Nous, Jean-Louis DRAGON, Juge au Tribunal judiciaire de céans, Juge de la mise en état, assisté de Claire-Sophie BENARDEAU, Greffier placé, avons rendu l’ordonnance suivante, par mise à disposition au greffe ce jour :

EXPOSE DU LITIGE

A la suite d’un plan de sauvegarde de l’emploi mis en place par la SAS TRENCH FRANCE le 24 mai 2017 homologué par la direction régionale des entreprises de la concurrence, de la consommation, du travail et de l’emploi (DIRECCTE) le 14 juin 2017, M. [M] a conclu une convention de rupture d’un commun accord de son contrat en date du 14 septembre 2018 et a opté pour le congé de reclassement.

Estimant que M. [M] a perçu indûment une aide à la création d’entreprise prévue par le PSE, la SAS TRENCH FRANCE a par acte d’huissier de justice en date du 12 juin 2023,assigné M. [M] aux fins de restitution de cette aide.

Par conclusions d’incident dont les dernières ont été notifiées par RPVA le 3 avril 2024, M. [M] sollicite du juge de la mise en état de : - constater l’incompétence de la première chambre civile du tribunal judiciaire de MULHOUSE au profit du conseil de prud’hommes de la même ville ; - prononcer l’incompétence de la première chambre civile du tribunal judiciaire au profit du conseil de prud’hommes de MULHOUSE ; - renvoyer l’affaire par devant le conseil de prud’hommes de [Localité 6] ; - condamner la SAS TRENCH FRANCE SAS à lui verser la somme de 1500 euros au titre de l’article 700 du Code de procédure civile, outre les dépens de la procédure ; - rappeler le caractère exécutoire de la décision intervenir.

Au soutien de ses conclusions, M. [M] expose que : - au visa de l’article L1411-1 du Code du travail, l’instance concerne un litige entre un employeur et son salarié à l’occasion du contrat de travail et est donc de la compétence du conseil de prud’hommes ; - le conseil de prud’hommes et compétent pour connaitre des litiges en lien avec les engagements que l’employeur aurait pris dans le cadre du plan social, ce qui est le cas de l’aide à la création d’entreprise et du non respect d’une disposition.

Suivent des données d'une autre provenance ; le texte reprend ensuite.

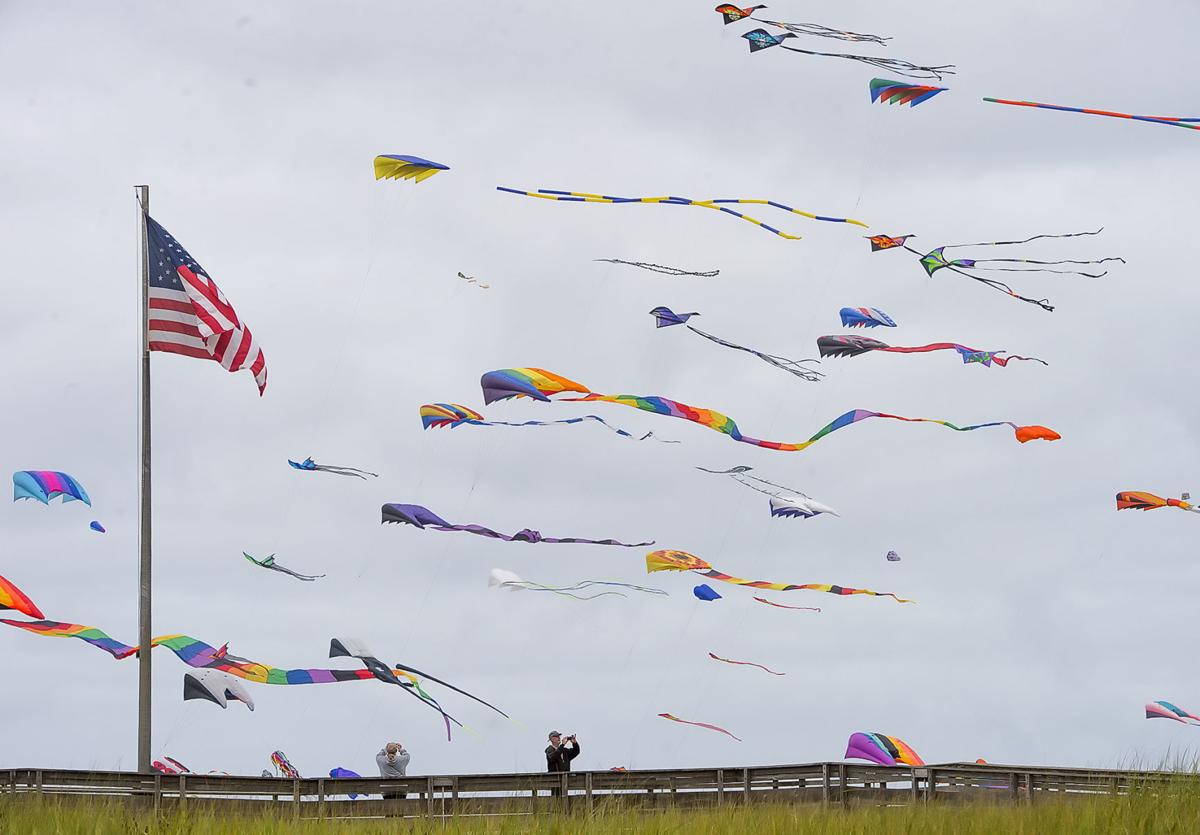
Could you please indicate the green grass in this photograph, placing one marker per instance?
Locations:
(1138, 815)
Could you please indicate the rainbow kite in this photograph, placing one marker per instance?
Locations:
(540, 384)
(681, 560)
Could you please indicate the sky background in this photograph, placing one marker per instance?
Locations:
(1044, 619)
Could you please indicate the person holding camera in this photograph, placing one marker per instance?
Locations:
(561, 751)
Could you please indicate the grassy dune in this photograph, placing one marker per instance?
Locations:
(1140, 814)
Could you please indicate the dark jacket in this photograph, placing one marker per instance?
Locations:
(559, 758)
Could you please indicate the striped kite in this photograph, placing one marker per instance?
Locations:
(715, 204)
(853, 344)
(681, 560)
(540, 384)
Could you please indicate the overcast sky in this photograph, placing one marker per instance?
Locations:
(1044, 619)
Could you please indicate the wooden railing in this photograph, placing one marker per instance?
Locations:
(591, 791)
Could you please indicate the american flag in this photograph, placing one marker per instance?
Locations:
(190, 316)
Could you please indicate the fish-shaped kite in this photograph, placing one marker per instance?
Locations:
(405, 167)
(540, 384)
(424, 517)
(936, 259)
(664, 317)
(310, 466)
(865, 317)
(784, 500)
(881, 749)
(439, 415)
(1139, 500)
(681, 560)
(899, 92)
(856, 344)
(715, 204)
(760, 40)
(269, 563)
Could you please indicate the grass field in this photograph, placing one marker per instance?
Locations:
(1139, 815)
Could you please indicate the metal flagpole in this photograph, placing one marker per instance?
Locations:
(144, 631)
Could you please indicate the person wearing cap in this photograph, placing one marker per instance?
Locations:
(561, 752)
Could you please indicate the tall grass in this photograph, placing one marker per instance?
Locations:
(1141, 814)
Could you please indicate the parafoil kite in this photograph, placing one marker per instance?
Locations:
(784, 500)
(664, 317)
(311, 466)
(1140, 500)
(46, 485)
(1168, 710)
(11, 598)
(865, 317)
(856, 344)
(664, 270)
(424, 517)
(213, 685)
(511, 581)
(936, 259)
(403, 167)
(760, 40)
(745, 664)
(438, 415)
(1177, 121)
(715, 204)
(700, 725)
(881, 749)
(539, 384)
(269, 563)
(898, 92)
(732, 14)
(681, 560)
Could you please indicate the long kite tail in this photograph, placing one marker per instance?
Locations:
(795, 367)
(745, 664)
(891, 64)
(701, 725)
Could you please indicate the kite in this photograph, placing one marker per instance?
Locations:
(784, 500)
(664, 317)
(745, 664)
(855, 344)
(898, 92)
(213, 685)
(664, 270)
(311, 466)
(681, 560)
(1177, 121)
(474, 281)
(715, 204)
(803, 608)
(936, 259)
(700, 725)
(1168, 710)
(1139, 500)
(864, 317)
(438, 415)
(513, 582)
(403, 167)
(760, 38)
(881, 749)
(269, 563)
(539, 384)
(11, 598)
(286, 768)
(423, 517)
(46, 485)
(732, 14)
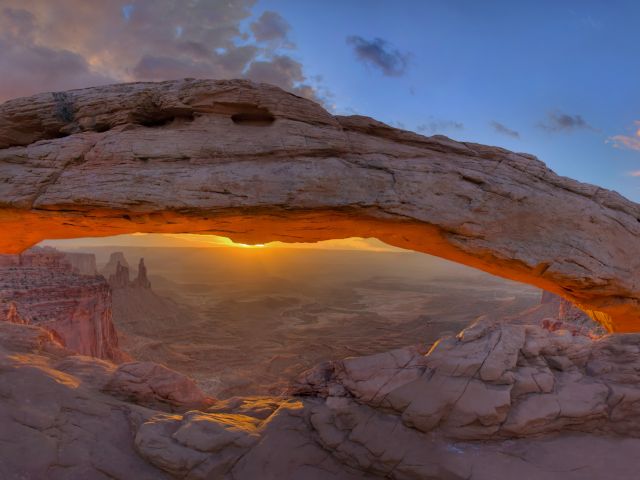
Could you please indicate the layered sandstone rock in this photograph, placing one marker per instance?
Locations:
(115, 259)
(82, 263)
(256, 163)
(556, 406)
(42, 288)
(121, 278)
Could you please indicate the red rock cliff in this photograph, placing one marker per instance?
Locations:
(46, 290)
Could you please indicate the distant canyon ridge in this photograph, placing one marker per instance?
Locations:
(255, 163)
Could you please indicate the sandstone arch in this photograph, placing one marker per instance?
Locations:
(255, 163)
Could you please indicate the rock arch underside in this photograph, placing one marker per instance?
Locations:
(256, 164)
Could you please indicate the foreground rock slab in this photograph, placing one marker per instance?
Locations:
(255, 163)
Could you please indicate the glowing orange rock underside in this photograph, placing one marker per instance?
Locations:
(262, 227)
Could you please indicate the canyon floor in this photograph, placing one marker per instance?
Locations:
(252, 327)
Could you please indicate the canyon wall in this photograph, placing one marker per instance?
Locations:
(254, 163)
(41, 287)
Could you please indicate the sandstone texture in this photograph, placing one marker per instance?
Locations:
(41, 287)
(499, 401)
(255, 163)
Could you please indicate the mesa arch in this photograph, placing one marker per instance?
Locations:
(254, 163)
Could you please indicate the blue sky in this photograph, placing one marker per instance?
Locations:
(495, 71)
(474, 63)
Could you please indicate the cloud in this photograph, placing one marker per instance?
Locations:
(563, 122)
(380, 54)
(632, 142)
(52, 46)
(504, 130)
(438, 126)
(270, 27)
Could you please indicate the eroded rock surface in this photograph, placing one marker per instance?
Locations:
(255, 163)
(498, 401)
(42, 287)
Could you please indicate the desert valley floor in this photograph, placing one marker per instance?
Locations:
(248, 322)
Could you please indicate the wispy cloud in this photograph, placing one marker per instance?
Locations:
(563, 122)
(50, 46)
(380, 54)
(437, 125)
(632, 142)
(504, 130)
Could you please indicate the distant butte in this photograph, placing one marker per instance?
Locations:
(255, 163)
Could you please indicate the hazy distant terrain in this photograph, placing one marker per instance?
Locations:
(246, 321)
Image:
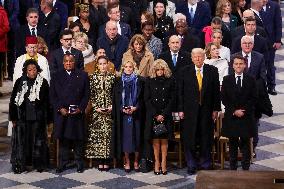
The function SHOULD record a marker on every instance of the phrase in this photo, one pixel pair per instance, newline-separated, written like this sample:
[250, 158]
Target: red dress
[4, 28]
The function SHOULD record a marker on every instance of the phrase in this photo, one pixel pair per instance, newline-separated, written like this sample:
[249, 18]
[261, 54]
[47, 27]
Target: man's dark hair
[30, 62]
[147, 23]
[240, 58]
[249, 19]
[73, 25]
[66, 32]
[31, 10]
[216, 20]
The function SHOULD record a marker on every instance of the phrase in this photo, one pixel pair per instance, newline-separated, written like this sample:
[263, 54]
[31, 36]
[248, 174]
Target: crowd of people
[113, 79]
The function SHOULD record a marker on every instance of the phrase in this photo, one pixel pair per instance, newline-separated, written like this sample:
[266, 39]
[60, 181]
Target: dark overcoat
[234, 99]
[65, 90]
[159, 97]
[116, 148]
[198, 117]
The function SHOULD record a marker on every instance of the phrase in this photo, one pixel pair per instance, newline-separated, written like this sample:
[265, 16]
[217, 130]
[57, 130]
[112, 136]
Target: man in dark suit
[271, 16]
[51, 21]
[188, 39]
[98, 13]
[69, 94]
[260, 43]
[255, 68]
[12, 8]
[255, 61]
[240, 30]
[113, 13]
[56, 58]
[239, 96]
[126, 15]
[32, 28]
[175, 58]
[114, 44]
[62, 10]
[198, 14]
[198, 106]
[256, 6]
[24, 6]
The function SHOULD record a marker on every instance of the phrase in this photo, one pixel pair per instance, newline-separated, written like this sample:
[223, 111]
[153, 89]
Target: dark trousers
[201, 156]
[65, 145]
[244, 145]
[270, 69]
[255, 137]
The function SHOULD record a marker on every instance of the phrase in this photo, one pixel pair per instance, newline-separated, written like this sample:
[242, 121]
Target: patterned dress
[100, 127]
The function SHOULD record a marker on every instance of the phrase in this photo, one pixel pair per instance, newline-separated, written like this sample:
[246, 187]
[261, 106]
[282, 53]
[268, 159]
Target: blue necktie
[174, 59]
[191, 14]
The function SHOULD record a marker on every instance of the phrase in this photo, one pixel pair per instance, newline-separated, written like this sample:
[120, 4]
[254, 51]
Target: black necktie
[239, 82]
[33, 32]
[246, 69]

Dans ses dernières conclusions notifiées par RPVA le 12 septembre 2024, la SAS TRENCH FRANCE sollicite du juge de la mise en état de : - constater l’incompétence du conseil de prud’hommes de MULHOUSE et la compétence de la première chambre civile du tribunal judiciaire de MULHOUSE ; - constater la compétence de la première chambre civile du tribunal judiciaire de MULHOUSE ; - condamner le défendeur à lui verser la somme de 1500 euros en application des dispositions de l’article 700 du Code de procédure civile outre les dépens de l’instance de l’incident.

Au soutien de ses conclusions, la SAS TRENCH FRANCE SAS dispose que : - au visa de l’article L 1411-1 du Code du travail et au visa de la jurisprudence de la Cour de cassation, l’aide financière n’a pas été utilisée conformément aux modalités d’octroi et par conséquent le litige n’est pas en relation avec le contrat de travail qui a uni les parties : il s’agit de faits postérieurs à la rupture du contrat et qui ne peuvent se rattacher à l’exécution de ce dernier.

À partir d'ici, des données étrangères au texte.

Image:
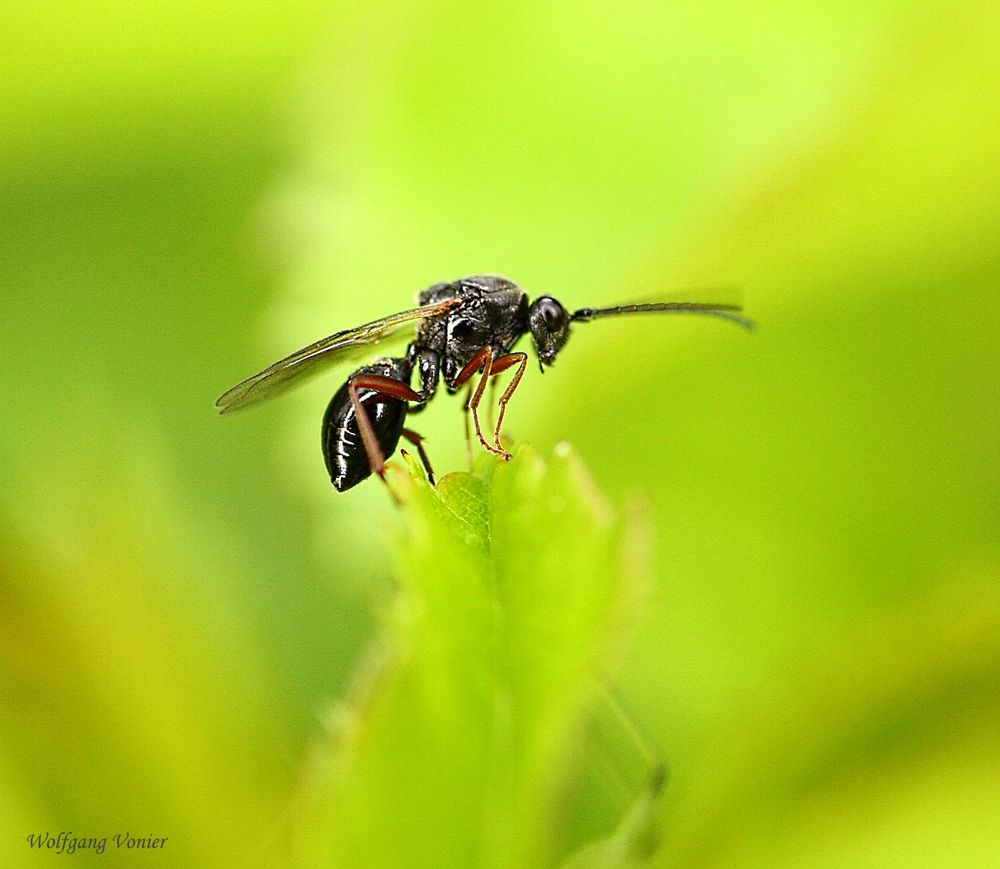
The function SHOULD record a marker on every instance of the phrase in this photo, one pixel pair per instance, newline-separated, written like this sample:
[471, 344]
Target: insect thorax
[494, 313]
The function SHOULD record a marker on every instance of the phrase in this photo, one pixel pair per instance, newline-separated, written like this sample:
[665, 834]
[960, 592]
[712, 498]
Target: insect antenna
[726, 312]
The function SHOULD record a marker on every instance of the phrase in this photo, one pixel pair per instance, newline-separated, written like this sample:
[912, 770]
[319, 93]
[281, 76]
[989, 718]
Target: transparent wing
[292, 370]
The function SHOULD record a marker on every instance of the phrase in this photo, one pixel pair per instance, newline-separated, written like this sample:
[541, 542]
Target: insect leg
[465, 418]
[499, 364]
[387, 386]
[482, 361]
[418, 441]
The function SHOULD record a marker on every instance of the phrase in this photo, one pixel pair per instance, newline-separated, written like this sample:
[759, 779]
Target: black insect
[465, 328]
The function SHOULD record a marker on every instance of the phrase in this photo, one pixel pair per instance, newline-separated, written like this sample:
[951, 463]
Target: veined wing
[290, 371]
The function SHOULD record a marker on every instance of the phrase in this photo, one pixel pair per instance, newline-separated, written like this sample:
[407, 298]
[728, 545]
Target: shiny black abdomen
[344, 452]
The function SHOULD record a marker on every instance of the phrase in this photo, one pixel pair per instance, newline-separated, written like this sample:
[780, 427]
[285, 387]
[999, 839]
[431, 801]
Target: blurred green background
[189, 191]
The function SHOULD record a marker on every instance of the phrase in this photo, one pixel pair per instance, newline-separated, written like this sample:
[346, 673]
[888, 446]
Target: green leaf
[461, 744]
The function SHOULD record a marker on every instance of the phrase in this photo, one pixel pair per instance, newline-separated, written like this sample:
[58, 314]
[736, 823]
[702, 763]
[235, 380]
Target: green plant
[465, 740]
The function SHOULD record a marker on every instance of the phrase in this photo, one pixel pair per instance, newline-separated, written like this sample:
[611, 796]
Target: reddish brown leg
[418, 442]
[502, 363]
[387, 386]
[480, 362]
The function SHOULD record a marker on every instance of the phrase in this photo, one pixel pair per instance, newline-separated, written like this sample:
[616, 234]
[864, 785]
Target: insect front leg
[502, 363]
[480, 362]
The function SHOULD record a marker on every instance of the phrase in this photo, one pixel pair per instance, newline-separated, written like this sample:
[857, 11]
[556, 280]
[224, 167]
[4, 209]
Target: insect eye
[551, 312]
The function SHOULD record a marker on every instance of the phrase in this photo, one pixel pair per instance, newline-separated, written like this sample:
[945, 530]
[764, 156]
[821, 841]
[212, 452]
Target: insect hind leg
[500, 364]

ll est, en application de l’article 455 du Code de procédure civile, pour plus ample exposé des faits, moyens et prétentions des parties, renvoyé au dossier de la procédure, aux pièces versées aux débats et aux conclusions des parties ci-dessus visées.

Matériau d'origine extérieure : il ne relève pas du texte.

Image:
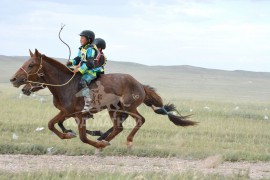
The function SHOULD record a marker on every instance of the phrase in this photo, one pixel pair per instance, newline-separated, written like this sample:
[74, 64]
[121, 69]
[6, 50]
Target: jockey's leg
[85, 81]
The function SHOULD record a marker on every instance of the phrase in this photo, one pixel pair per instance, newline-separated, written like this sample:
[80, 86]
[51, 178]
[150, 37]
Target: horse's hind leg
[123, 117]
[117, 124]
[82, 132]
[59, 117]
[139, 122]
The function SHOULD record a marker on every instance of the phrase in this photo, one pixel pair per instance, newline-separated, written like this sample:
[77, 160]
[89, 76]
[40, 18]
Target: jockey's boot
[86, 95]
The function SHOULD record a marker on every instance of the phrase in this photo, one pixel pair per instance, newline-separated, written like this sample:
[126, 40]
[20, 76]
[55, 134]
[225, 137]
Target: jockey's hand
[69, 63]
[76, 70]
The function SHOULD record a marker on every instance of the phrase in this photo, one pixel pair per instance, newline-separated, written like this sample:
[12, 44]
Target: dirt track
[30, 163]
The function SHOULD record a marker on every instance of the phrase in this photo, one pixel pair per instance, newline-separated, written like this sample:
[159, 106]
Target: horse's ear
[31, 54]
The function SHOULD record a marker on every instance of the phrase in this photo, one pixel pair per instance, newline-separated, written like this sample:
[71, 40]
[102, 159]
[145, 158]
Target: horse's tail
[152, 99]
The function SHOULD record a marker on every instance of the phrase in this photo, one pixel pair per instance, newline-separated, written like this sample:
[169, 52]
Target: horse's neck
[57, 74]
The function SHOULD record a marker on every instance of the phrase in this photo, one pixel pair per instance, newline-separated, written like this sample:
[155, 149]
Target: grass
[116, 176]
[235, 130]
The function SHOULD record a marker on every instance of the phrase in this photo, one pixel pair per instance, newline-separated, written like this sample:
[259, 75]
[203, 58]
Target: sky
[216, 34]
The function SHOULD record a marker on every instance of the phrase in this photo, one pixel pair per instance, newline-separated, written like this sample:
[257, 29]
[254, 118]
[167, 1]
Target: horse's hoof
[106, 143]
[71, 134]
[129, 145]
[103, 144]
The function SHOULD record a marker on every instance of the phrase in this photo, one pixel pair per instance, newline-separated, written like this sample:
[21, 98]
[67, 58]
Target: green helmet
[100, 43]
[89, 34]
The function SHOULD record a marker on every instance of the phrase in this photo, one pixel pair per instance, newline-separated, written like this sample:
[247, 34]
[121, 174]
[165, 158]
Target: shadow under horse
[127, 93]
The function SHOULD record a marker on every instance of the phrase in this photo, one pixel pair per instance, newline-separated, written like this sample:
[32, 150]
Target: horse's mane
[56, 64]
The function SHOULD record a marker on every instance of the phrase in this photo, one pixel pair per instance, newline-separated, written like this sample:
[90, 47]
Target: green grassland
[232, 108]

L’incident a été appelé à l’audience du 3 octobre 2024 et a été mis en délibéré au 28 novembre 2024.

MOTIFS DE LA DECISION

I. Sur l’exception d’incompétence

Aux termes de l’article 789 du Code de procédure civile dans sa version en vigueur depuis le 1er septembre 2024 applicable aux instances en cours à cette date, le juge de la mise en état est, à compter de sa désignation et, jusqu'à son dessaisissement, seul compétent, à l'exclusion de toute autre formation du tribunal, pour : 1° Statuer sur les exceptions de procédure, les demandes formées en application de l'article 47 et les incidents mettant fin à l'instance ; 2° Allouer une provision pour le procès ; 3° Accorder une provision au créancier lorsque l'existence de l'obligation n'est pas sérieusement contestable.